105 thoughts on “Nine Breakthroughs and a Breakdown

  1. BillyJoe “As I said before, there is the truth of the matter, and then there is what you do with that truth.”

    Yes, my bad then, I think I must have missed the bit where you said it before.

  2. Billy Joe – I don’t know what a swifty is, but (maybe) yes.

    Also – what the heck are you doing up? – go to bed!

  3. Jurjen S. says:

    wales wrote:

    Advanced weaponry (thanks to science and technology) has escalated the body count. 9/11 made Dawkins stand up and say “enough” with this dangerous religious stuff. Many felt the same way about science after Hiroshima and Nagasaki.

    It’s highly disputable whether the atom bomb actually increased the body count of World War II, since the bombs did almost certainly force Japan to an earlier surrender than it would otherwise have. Prior to the first test detonation in July 1945, American command staff proposed two options for forcing a Japanese surrender; the Navy staff favored occupying ports in mainland China as staging areas for a combined naval blockade and aerial bombardment campaign, whereas the Army (and CINCPAC, Adm.
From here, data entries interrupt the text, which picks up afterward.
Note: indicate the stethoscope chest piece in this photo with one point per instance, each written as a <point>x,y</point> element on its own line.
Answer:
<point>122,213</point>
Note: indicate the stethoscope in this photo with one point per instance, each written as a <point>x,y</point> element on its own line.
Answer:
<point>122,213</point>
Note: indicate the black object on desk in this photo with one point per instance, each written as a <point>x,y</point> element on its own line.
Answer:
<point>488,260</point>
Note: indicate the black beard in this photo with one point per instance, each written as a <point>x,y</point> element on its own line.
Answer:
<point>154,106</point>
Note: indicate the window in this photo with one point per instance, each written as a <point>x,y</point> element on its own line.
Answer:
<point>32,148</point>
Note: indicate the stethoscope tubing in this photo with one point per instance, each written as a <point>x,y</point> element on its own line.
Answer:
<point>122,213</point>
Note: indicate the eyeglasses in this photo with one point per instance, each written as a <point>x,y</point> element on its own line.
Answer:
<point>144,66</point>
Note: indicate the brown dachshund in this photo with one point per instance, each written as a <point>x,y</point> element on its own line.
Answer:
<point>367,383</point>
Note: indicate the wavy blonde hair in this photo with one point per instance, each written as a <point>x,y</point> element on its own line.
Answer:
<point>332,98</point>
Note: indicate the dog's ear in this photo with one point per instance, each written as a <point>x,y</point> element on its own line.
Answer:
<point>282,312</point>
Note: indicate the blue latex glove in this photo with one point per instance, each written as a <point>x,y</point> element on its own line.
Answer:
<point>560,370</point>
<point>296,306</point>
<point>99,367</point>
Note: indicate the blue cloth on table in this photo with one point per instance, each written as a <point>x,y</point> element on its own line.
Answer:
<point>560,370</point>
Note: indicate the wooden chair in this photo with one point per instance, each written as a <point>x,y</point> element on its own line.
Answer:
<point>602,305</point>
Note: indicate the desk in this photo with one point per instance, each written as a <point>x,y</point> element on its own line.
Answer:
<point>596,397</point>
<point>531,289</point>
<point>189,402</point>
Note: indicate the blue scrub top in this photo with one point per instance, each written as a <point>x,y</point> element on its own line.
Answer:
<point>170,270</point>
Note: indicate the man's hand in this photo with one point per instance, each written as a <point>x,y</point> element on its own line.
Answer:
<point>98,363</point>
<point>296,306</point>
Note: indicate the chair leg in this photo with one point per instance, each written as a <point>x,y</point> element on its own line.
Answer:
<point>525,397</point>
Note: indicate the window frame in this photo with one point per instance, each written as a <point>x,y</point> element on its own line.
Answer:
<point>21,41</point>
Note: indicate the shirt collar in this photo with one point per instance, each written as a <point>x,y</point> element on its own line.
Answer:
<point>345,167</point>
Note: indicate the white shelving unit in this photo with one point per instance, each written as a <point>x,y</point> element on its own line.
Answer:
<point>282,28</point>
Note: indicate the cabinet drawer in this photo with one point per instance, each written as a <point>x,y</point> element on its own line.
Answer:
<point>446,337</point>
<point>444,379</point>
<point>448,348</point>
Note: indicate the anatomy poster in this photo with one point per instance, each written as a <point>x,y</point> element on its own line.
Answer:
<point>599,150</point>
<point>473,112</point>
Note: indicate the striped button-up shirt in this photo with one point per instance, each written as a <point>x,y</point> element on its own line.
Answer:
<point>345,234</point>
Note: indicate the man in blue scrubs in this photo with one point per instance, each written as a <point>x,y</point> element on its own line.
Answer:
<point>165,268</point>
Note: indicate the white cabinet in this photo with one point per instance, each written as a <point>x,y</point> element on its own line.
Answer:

Nimitz) favored an invasion of the Japanese home islands. An argument against the latter was that the capture of Okinawa had taken a massive toll in American lives: 12,000 soldiers, marines and sailors, with a casualty rate in dead and wounded of 35%. If the invasion of the home islands incurred a similar rate, the capture of the southern third of Kyushu (to serve as a staging area for the subsequent invasion of Honshu) alone would cost the U.S. 268,000 dead and wounded. Honshu would be far worse. The reason the Joint Chiefs of Staff even opted for Operation DOWNFALL (as the plan was code-named) was because, due to the presence of sizable Japanese forces in China, Manchuria and Korea, casualty rates might be little better if the naval blockade were opted for (plus the blockade might take years to achieve the desired effect, if at all).

    In addition to the American body count, there is also the Japanese casualty rate to consider. American losses on Okinawa were mild compared to Japanese troops (70,000 dead) and Okinawan civilians (80,000). With the Japanese Imperial Army staff intending to press every able-bodied Japanese citizen into service, with sharpened bamboo spears or as suicide bombers if necessary, an invasion of the Japanese home islands might have resulted in something in order of a million Japanese deaths (possibly more) as direct casualties, not counting the additional deaths from disease and starvation in the aftermath.

    Then there is also the fact to consider that at the time of the surrender, Japan still occupied a sizable amount of territory in east Asia, where the local populace, as well as PoWs and interned western civilians, continued to die. Every month that Japan did not surrender, there would be more dead.

    There are counter-arguments to this, but it is facile to assert without qualification that the atom bomb caused an increase in the casualties of WWII.

  4. Jurjen S. on the war in the Pacific:
    “Every month that Japan did not surrender, there would be more dead.”

    What would have happened if the Americans had packed their bags and gone home?

    BillyJoe on the Hard Problem:
    “Imagine two identical blocks of wood. … Hope that helped.”


    Steve Novella’s analogy is two computers. They’re both processing away, they both have access to their own information and not the other’s information, and we see no paradox. Why should we see a paradox for ourselves?

    I do, though.

    Thanks for trying.

  5. wales says:

    “it is facile to assert without qualification that the atom bomb caused an increase in the casualties of WWII.”

    That’s not what I said. To clarify, I said that a) the atomic bomb was the single most destructive weapon developed at the time and b) that advanced weaponry during the world wars increased body count over previous historical wars, advanced weaponry including the bomber aircraft of both wars. Even without atomic weaponry military fatalities increased due to advances in technology.